Where in the transformer block is RoPE applied?	Inside the attention sublayer, applied to the Q and K vectors before computing the dot product. NOT applied to the input embeddings or the residual stream.
Why does RoPE enable length generalization better than learned absolute positional embeddings?	RoPE encodes relative position in the QK dot product via rotation. The dot product depends only on (pos_q - pos_k), not absolute positions. Extending the rotation base frequency (YaRN/NTK scaling) extends the context window without full retraining.
Why were bias parameters removed from modern transformer blocks?	At scale, bias parameters are absorbed into the weight matrices and norm gain parameters — they add no representational capacity but increase parameter count and communication overhead in distributed training.
What is the SwiGLU hidden dimension expansion ratio and why is it different from the standard 4x?	8/3 × d_model (approximately 2.67x). This keeps total parameter count similar to a 4x GELU FFN since SwiGLU uses three weight matrices (W_1, W_2, W_3) instead of two.
Why did ALiBi position encoding not survive to 2025 production models despite strong long-context results?	ALiBi adds a position bias to attention scores, which is incompatible with KV-cache prefix sharing — the bias depends on absolute position, breaking the prefix reuse optimization. RoPE's relative-position property makes it compatible with prefix caching.
In the Llama 3 block, is there a bias term in the Q, K, V projection matrices?	No. The Q, K, V, and O projection matrices are all bias-free linear transformations.

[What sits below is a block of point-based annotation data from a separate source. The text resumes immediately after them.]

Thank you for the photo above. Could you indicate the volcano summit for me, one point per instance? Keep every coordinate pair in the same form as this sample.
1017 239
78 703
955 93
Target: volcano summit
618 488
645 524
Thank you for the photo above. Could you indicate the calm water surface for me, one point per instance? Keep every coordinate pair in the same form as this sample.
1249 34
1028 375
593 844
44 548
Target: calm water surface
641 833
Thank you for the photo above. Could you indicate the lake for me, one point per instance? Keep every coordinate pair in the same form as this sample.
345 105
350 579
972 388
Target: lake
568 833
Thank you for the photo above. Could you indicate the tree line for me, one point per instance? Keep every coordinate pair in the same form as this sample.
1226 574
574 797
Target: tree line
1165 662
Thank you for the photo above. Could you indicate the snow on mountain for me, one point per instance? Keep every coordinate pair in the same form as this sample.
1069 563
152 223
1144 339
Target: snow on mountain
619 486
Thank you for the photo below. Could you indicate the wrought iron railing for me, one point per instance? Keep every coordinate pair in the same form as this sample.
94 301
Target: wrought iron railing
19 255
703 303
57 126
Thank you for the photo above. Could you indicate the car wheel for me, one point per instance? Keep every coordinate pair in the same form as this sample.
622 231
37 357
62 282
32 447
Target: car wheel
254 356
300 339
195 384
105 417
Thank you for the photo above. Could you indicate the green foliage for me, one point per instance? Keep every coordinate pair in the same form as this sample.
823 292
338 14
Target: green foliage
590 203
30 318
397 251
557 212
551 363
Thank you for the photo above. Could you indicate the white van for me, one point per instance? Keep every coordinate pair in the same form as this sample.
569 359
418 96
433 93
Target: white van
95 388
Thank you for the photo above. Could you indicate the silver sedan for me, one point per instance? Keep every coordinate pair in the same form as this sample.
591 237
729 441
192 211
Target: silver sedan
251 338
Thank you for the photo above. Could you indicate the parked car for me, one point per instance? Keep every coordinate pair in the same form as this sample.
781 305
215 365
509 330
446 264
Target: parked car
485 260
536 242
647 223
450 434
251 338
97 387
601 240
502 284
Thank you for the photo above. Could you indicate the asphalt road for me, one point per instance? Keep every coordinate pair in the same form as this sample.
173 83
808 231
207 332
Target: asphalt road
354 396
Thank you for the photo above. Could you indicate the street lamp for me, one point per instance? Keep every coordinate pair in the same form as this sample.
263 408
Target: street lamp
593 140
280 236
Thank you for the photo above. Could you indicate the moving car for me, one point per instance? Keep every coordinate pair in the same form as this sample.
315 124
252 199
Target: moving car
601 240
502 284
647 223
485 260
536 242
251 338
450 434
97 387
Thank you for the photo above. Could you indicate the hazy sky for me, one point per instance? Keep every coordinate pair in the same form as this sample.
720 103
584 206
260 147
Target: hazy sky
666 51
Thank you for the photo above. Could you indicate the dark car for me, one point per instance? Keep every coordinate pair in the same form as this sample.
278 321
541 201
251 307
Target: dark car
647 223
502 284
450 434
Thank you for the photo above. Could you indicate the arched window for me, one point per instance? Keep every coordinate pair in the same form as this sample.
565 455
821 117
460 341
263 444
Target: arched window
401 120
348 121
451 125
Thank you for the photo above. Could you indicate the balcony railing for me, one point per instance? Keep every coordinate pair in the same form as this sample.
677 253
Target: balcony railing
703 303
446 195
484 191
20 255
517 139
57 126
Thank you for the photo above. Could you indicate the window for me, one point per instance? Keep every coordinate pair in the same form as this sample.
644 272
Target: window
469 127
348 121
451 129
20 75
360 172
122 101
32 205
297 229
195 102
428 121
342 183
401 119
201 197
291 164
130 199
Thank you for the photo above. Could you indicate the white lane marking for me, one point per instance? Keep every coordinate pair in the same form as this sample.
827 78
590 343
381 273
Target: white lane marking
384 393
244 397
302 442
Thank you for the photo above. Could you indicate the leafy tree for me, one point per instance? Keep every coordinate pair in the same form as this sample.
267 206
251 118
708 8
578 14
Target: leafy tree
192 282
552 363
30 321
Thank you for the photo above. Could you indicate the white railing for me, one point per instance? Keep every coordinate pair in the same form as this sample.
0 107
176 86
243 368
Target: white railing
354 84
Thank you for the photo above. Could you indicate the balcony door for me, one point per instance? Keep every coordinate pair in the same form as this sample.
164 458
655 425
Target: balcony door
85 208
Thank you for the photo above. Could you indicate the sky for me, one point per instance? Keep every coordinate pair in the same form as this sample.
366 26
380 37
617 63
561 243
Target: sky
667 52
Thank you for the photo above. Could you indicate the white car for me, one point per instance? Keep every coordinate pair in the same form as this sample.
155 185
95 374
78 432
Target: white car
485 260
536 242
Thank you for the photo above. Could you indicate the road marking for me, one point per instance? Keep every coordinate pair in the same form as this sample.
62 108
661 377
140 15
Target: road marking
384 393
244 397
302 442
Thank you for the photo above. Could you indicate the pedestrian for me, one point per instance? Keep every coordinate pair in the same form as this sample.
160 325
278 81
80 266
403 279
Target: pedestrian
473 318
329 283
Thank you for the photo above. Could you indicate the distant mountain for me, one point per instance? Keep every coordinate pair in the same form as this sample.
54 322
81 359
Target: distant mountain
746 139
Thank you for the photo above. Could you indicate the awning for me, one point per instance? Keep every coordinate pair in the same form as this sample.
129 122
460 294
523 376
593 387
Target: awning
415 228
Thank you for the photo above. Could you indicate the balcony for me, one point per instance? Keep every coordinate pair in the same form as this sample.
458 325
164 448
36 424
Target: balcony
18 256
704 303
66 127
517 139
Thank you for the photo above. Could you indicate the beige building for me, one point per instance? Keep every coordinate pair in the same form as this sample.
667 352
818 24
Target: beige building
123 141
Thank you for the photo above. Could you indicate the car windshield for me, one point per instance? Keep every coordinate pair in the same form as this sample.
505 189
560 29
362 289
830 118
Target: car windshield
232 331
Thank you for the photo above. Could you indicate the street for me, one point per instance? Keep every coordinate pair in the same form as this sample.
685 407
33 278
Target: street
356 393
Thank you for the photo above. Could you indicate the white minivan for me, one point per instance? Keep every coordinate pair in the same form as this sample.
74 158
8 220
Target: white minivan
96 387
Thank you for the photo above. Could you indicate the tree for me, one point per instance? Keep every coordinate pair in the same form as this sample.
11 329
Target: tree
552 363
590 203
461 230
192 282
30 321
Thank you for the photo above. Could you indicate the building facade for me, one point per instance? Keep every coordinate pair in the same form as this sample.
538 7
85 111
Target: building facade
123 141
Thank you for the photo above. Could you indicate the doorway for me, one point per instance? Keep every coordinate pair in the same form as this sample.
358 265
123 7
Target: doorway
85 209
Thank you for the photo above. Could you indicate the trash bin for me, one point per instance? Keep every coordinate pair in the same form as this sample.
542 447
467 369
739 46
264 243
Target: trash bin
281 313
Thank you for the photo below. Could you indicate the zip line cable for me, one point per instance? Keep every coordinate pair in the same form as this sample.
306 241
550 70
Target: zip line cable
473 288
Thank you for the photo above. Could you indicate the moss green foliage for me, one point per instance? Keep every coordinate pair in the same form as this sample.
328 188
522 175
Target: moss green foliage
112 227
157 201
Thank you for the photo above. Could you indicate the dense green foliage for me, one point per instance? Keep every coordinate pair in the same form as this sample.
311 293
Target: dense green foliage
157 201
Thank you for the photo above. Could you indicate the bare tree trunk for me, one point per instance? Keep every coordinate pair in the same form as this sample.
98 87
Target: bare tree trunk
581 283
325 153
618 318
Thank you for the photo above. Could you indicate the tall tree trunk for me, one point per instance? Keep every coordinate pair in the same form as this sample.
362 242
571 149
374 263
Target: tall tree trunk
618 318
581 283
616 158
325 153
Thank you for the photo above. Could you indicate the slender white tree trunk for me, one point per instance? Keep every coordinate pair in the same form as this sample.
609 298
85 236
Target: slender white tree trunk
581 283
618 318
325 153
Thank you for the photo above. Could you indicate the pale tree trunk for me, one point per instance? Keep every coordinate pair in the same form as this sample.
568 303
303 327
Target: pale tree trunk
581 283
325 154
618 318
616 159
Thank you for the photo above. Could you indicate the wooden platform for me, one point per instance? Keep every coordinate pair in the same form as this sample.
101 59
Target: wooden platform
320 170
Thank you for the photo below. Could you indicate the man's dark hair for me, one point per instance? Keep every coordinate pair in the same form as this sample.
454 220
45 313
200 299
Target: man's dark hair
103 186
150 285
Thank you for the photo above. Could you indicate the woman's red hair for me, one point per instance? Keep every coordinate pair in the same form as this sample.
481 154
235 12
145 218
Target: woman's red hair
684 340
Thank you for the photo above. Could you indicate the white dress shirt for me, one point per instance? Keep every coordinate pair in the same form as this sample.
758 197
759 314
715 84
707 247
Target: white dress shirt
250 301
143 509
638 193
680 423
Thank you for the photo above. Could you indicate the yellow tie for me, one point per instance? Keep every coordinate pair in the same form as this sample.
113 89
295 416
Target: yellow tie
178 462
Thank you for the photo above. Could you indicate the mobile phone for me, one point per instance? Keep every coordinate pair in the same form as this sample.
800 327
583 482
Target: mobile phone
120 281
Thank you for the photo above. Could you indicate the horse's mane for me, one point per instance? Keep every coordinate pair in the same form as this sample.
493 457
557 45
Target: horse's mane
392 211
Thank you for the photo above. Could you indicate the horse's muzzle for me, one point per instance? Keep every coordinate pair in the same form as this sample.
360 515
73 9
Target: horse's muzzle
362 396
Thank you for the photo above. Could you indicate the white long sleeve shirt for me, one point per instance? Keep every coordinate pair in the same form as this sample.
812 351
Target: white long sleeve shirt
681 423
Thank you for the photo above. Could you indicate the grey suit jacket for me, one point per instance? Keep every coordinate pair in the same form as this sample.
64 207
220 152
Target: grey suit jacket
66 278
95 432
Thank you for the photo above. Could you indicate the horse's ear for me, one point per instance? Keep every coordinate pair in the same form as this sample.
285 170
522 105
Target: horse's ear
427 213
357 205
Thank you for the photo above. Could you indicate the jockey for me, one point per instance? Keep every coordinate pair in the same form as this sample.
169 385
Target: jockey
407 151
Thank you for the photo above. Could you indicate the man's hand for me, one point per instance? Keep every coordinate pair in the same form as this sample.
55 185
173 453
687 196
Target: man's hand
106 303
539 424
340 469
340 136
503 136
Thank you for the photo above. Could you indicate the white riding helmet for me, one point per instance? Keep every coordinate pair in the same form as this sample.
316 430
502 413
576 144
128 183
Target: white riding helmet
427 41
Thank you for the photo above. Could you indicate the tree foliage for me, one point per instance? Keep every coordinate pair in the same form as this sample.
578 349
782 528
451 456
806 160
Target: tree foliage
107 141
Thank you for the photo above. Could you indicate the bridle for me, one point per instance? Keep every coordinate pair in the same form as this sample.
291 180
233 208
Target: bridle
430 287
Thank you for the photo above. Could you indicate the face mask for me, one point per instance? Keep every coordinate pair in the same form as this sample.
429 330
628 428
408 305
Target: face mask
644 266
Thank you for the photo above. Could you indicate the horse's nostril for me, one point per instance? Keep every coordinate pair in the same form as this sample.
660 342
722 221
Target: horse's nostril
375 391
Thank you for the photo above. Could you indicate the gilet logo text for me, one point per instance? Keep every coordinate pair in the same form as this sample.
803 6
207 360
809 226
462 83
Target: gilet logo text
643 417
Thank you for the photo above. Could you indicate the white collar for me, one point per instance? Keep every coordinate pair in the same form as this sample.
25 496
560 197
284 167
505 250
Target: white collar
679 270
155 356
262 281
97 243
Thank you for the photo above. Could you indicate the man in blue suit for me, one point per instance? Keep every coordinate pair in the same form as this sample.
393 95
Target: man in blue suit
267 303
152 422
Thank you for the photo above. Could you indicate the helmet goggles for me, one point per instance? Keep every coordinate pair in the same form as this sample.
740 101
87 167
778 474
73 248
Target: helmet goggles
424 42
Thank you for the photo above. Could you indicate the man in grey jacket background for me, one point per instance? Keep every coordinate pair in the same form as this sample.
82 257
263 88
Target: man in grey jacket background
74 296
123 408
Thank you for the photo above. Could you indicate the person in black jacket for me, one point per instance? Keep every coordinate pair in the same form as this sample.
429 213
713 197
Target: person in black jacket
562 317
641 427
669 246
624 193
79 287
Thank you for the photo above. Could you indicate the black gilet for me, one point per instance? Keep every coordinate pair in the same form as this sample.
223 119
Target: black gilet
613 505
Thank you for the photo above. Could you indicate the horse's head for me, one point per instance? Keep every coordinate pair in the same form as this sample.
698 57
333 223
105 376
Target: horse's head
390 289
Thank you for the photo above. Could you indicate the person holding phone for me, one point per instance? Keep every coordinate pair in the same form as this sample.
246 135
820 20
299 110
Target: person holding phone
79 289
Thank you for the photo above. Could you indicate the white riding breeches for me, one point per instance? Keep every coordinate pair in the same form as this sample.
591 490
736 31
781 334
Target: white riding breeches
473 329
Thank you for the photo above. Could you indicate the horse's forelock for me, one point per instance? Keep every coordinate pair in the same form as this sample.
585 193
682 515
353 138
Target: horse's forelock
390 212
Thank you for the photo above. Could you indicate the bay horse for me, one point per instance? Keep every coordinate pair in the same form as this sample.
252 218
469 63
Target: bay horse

This is a deliberate design choice across Llama 3, Mistral, Qwen 2.5, and Falcon.
Which exact components are frozen vs fine-tuned when applying LoRA to GR00T N1.5's VLM backbone?	Standard LoRA: freeze all base model weights, add low-rank adapters (rank 8-64) to W_Q, W_K, W_V, W_O. The RMSNorm gains, SwiGLU projections, and embedding layer are typically frozen in default configs; unfreeze them for domain-shifted data.